Although flanken-cut short ribs (sometimes called L.A. or English cut ribs) are more commonly found in Korean restaurants today, every so often you’ll find that a chef that prepares kalbi (galbi, 갈비) in the traditional way – by using a full length of rib that’s filleted in layers. This traditional cut is called wang galbi/kalbi, which is literally translated as “king ribs”.
My most recent box of goodies from US Wellness Meats included a package of their delicious beef short ribs. This beautiful one-pound rack was the perfect opportunity to make some “king ribs” of my own.
1 package US Wellness Meats beef short ribs (1 lb.)
1/2 asian or bosc/golden pear, grated (or 1/4 cup no-sugar-added apple sauce)
3 tbsp wheat-free tamari or coconut aminos
1/2 cup club soda / soda water
juice of 1/2 lime (1 tbsp)
1 tbsp raw honey
1 tsp grated or ground ginger
3 cloves garlic, minced
1 tbsp sesame oil
1 tbsp sesame seeds
1 pinch red chili flakes
In my original kalbi post, I used a grated asian pear to sweeten the marinade; I’ve since found out that no-sugar-added applesauce does just as good of a job as the grated pear, without all the mess.
Take the ribs out of the packaging, and gently rinse with cold water to wash away any bone fragments. Pat dry with paper towels.
Some people like to remove the membrane found on the side opposite of the bones, because it can be chewy; to be honest, I don’t remove any part of grass-fed meat that I get my hands on – fat, membrane, whatever – because it’s all ridiculously good for you!
Your first step is to cut each rib away from the rack, staying close to one of the bones.
Next, cut along the bone horizontally until you’re about 1/2″ from the edge. Open the rib like a book. Make another horizontal cut on the meaty side of your “book”, until you’re 1/2″ from the edge again. You should now be able to lay the meaty side directly on the cutting board, flush with the side with the bone.

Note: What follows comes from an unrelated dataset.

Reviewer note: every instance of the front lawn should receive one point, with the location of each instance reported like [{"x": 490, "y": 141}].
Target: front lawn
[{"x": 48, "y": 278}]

Lastly, repeat the above steps so that you have a third side, and you now have a perfectly filleted short rib. Repeat with the other ribs, although the smaller rib may only need to be filleted once.
Combine all of the ingredients and marinate them overnight in a ziploc bag.
Grill the ribs over direct, med/high heat for ten minutes (five on each side); check the meat that’s nearest the bone for doneness. For especially tasty ribs, brush on some the leftover marinade about halfway through cooking. In my opinion, these ribs taste best when cooked medium/medium-well done. Serve immediately.